Article ID: | iaor19941027 |
Country: | Japan |
Volume: | 33 |
Issue: | 5 |
Start Page Number: | 585 |
End Page Number: | 594 |
Publication Date: | May 1992 |
Journal: | Transactions of the Information Processing Society of Japan |
Authors: | Maruyama Fumihiro, Minoda Yoriko, Sawada Shuho, Takizawa Yuka, Kawato Nobuaki |
Keywords: | search, programming: integer |
The paper presents a new approach to combinatorial constraint satisfaction and optimization for problems that can be formulated with constraints represented in inequalities and equalities. It uses sufficient conditions for constraint violation, which the authors call nogood justifications or NJs, to prune the search space.
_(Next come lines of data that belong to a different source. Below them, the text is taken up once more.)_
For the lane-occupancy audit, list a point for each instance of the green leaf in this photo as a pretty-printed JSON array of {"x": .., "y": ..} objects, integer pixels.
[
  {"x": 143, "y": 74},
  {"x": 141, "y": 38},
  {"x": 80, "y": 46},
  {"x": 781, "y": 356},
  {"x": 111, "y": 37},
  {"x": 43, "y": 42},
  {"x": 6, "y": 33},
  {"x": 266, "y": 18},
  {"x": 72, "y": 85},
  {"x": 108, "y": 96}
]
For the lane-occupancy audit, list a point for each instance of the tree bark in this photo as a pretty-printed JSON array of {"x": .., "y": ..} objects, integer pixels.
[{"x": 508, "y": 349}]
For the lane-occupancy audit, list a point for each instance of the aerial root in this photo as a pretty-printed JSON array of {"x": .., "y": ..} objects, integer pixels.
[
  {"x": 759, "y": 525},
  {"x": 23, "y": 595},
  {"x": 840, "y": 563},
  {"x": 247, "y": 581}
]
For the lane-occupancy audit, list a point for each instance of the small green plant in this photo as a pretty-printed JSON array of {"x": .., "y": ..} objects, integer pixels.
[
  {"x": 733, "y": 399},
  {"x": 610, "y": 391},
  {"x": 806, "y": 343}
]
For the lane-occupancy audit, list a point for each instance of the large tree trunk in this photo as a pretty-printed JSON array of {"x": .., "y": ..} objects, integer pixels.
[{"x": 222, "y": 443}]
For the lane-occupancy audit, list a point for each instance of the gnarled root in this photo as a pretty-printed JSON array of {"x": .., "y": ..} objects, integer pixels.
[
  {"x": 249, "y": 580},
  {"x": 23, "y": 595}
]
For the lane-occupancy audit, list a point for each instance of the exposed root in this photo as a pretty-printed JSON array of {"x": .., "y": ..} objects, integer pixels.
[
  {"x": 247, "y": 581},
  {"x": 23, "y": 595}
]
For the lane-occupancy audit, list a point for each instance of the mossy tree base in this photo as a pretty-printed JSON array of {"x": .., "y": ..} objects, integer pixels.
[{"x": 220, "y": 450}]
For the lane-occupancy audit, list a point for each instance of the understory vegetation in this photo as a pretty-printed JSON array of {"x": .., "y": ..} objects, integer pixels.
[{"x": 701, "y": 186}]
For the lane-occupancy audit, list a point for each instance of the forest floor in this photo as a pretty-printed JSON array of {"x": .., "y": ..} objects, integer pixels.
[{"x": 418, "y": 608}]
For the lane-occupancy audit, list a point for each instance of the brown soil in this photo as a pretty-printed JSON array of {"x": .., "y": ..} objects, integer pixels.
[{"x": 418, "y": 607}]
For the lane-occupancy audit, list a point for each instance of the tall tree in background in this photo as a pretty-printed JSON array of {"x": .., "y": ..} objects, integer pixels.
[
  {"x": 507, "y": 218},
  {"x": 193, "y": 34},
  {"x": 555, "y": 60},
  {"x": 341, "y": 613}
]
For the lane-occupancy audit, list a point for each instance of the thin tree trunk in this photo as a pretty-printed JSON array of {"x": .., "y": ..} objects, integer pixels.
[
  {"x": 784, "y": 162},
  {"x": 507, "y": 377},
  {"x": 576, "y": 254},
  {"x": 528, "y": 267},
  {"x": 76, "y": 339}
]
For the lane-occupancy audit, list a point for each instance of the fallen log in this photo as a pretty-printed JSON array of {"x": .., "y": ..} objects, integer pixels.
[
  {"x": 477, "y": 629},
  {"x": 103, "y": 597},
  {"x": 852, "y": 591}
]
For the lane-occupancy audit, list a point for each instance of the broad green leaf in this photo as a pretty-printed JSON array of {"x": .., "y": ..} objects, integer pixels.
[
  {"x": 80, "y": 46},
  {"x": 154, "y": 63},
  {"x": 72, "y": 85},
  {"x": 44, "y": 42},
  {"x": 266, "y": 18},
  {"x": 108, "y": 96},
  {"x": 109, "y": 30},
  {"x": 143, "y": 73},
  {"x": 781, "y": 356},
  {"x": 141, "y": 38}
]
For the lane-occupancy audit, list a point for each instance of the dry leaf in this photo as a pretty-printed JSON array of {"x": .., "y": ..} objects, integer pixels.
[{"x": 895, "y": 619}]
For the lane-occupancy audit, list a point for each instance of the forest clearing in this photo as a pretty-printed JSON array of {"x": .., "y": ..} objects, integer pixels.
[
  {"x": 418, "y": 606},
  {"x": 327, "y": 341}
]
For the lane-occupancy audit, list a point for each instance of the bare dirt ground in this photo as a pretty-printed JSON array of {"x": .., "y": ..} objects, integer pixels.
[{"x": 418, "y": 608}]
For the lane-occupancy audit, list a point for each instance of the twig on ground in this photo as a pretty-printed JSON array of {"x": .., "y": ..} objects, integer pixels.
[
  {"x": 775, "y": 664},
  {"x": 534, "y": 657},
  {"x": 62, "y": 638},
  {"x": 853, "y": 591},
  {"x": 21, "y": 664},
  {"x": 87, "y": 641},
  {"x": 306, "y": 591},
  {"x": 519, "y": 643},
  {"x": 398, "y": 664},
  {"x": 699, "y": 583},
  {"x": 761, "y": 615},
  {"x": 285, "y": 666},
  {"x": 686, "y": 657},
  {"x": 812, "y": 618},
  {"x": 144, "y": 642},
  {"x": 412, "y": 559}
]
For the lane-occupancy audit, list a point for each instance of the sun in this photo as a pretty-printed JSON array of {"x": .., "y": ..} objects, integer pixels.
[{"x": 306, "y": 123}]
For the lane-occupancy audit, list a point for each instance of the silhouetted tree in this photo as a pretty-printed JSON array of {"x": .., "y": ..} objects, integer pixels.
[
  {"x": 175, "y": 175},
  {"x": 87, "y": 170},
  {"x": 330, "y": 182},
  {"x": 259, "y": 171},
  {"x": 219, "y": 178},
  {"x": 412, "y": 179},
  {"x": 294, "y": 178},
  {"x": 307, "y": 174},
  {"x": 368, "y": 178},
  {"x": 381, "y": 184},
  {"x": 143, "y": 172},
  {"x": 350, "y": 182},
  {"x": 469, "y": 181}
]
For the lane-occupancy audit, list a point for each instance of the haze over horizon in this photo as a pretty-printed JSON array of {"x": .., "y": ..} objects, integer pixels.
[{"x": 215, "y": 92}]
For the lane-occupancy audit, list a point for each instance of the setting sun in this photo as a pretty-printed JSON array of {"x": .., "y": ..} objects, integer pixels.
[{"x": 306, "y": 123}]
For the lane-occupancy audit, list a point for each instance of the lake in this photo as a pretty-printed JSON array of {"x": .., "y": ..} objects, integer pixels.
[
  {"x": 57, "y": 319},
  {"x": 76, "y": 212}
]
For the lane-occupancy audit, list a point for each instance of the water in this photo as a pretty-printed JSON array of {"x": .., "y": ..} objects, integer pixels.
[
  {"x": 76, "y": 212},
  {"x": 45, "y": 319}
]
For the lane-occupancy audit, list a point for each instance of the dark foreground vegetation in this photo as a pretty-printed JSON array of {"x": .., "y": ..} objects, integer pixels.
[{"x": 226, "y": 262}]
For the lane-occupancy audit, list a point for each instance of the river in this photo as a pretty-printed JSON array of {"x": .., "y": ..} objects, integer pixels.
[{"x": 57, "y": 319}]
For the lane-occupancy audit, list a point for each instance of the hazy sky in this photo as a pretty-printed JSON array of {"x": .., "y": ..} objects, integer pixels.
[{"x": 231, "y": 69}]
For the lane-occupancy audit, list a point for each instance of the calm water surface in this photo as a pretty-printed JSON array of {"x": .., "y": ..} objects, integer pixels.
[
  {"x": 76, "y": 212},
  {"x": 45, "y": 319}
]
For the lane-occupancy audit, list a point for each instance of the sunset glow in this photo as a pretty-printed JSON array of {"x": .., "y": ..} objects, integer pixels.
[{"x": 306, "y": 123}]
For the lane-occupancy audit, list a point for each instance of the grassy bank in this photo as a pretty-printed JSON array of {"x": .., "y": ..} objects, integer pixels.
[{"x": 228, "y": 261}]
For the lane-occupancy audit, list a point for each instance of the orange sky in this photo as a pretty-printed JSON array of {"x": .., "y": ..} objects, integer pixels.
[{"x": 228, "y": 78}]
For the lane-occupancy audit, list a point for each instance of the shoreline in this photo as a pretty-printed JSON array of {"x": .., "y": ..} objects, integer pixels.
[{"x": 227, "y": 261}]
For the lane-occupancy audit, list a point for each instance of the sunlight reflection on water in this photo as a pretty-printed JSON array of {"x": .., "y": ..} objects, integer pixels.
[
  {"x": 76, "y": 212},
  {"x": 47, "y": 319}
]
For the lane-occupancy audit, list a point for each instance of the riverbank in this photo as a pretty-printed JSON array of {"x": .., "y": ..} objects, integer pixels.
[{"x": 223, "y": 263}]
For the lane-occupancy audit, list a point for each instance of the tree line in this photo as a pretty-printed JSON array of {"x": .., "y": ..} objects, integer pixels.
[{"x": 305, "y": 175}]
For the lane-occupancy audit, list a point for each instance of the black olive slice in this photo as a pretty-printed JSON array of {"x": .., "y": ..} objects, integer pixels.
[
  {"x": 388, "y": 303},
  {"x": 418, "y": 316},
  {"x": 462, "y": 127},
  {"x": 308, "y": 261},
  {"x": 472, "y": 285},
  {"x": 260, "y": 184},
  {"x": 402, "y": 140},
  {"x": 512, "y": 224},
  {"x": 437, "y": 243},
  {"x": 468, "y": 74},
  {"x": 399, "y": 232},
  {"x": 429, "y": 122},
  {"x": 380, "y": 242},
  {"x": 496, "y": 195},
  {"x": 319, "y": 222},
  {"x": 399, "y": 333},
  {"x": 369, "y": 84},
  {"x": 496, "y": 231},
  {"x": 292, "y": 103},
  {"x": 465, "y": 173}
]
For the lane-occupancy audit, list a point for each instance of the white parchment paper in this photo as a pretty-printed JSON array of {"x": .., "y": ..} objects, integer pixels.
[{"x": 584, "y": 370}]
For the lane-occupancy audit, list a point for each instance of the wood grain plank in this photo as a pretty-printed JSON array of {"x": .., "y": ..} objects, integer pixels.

An NJ is either an inequality or a conjunction of inequalities. An NJ is a sufficient condition for constraint violation in the sense that it any NJ holds, at least one constraint will be violated, no matter what values are assigned to variables that are not included in the NJ. They show an algorithm for constraint satisfaction, where NJs are generated during execution and used to cut off even unexplored parts of the search space. The authors make a new NJ with less variables out of existing NJs by eliminating a variable in focus, that is, each occurrence of the variable in focus in the NJs is replaced with values and they make a conjunction of those instantiated NJs. To optimize a criterion function, the algorithm iteratively applies itself to the corresponding constraint satisfaction problem. Experiments with a cutting-stock problem show that (1) NJs are useful for pruning the search space, (2) the approach can optimize more than ten times faster than the ones proposed in other papers, and (3) it is of practical use with the problem as long as performance is concerned. [In Japanese.]